Post-Traumatic Growth: A Poetry Collection
empyre
that's just a symptom
you've gotta go to the root
so we hunkered down
reached into the sand
we pulled and pulled and pulled
and the roots kept running up
sand sprinkled
like a flutter of spores
and still we traced
we began uprooting pavement
it cracked and shivered apart
buildings floors began to spilt
still we pulled
pedagogical devices
botanic gardens
war memorials
university lecture theatres
libraries and galleries
fractured and sunk
kneeling in defeat
or guilt
we yanked on
we saw hanging from our finger
beside our nail,
the threaded roots,
grimacing, (no stopping) we pulled
our fingers, arms
fell away like a jersey with a loose thread
into a pile of wool
ready to be repurposed
our veins, arteries, intestines and brains
pulled away like tapeworm
in threads of gore
we are accused of being interested only in destruction
we wish to create.
limitations are a bad starting point
flowers grow through cracks in the concrete
surviving off the dirt that gathers
beautiful as it is
it is a marginal life
we don't want to exist in the cracks
we want to open the cracks
free from constraints
pimples are disgusting,
but it feels good to get that shit out of your face
we were going to get to the root of the problem
the world was overturned
what a relief
a Letter to my People
Someone’s dispossession is another’s possession. (1)
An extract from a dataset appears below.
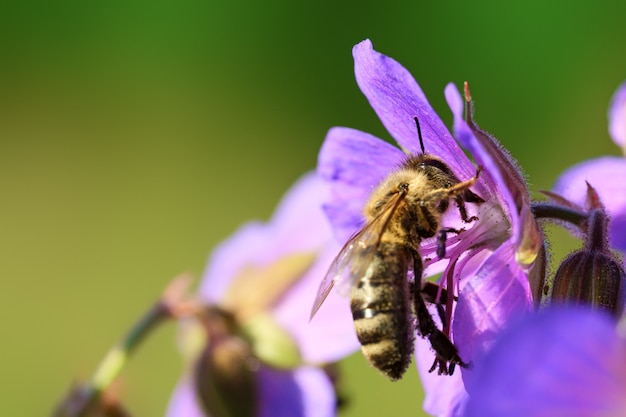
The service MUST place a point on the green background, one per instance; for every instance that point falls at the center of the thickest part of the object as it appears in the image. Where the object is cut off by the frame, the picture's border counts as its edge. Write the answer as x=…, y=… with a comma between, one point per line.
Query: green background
x=134, y=137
By the barrel of a gun, (2)
pākehā imposed
Patriarchy (3)
Private property
Prisons
Police
Pollution
Paternalism
Individualism (4)
Capitalism
Consumerism
Extraction
Addiction and
Colonial Fictions (5)
Julius Vogel
Prime minister,
Premier
Newspaper editor
Politician.
Passed predatory
policies
public works acts
to dispossess
the People of the Land of their Taonga:
Whenua
A land grabber, yet we hold him in such high esteem,
we named after him a whole street?
For shame! it’s time we came clean.
It’s a pākehā problem,
My people,
we can be better than this.
Their pain needn’t continue, nor our shame.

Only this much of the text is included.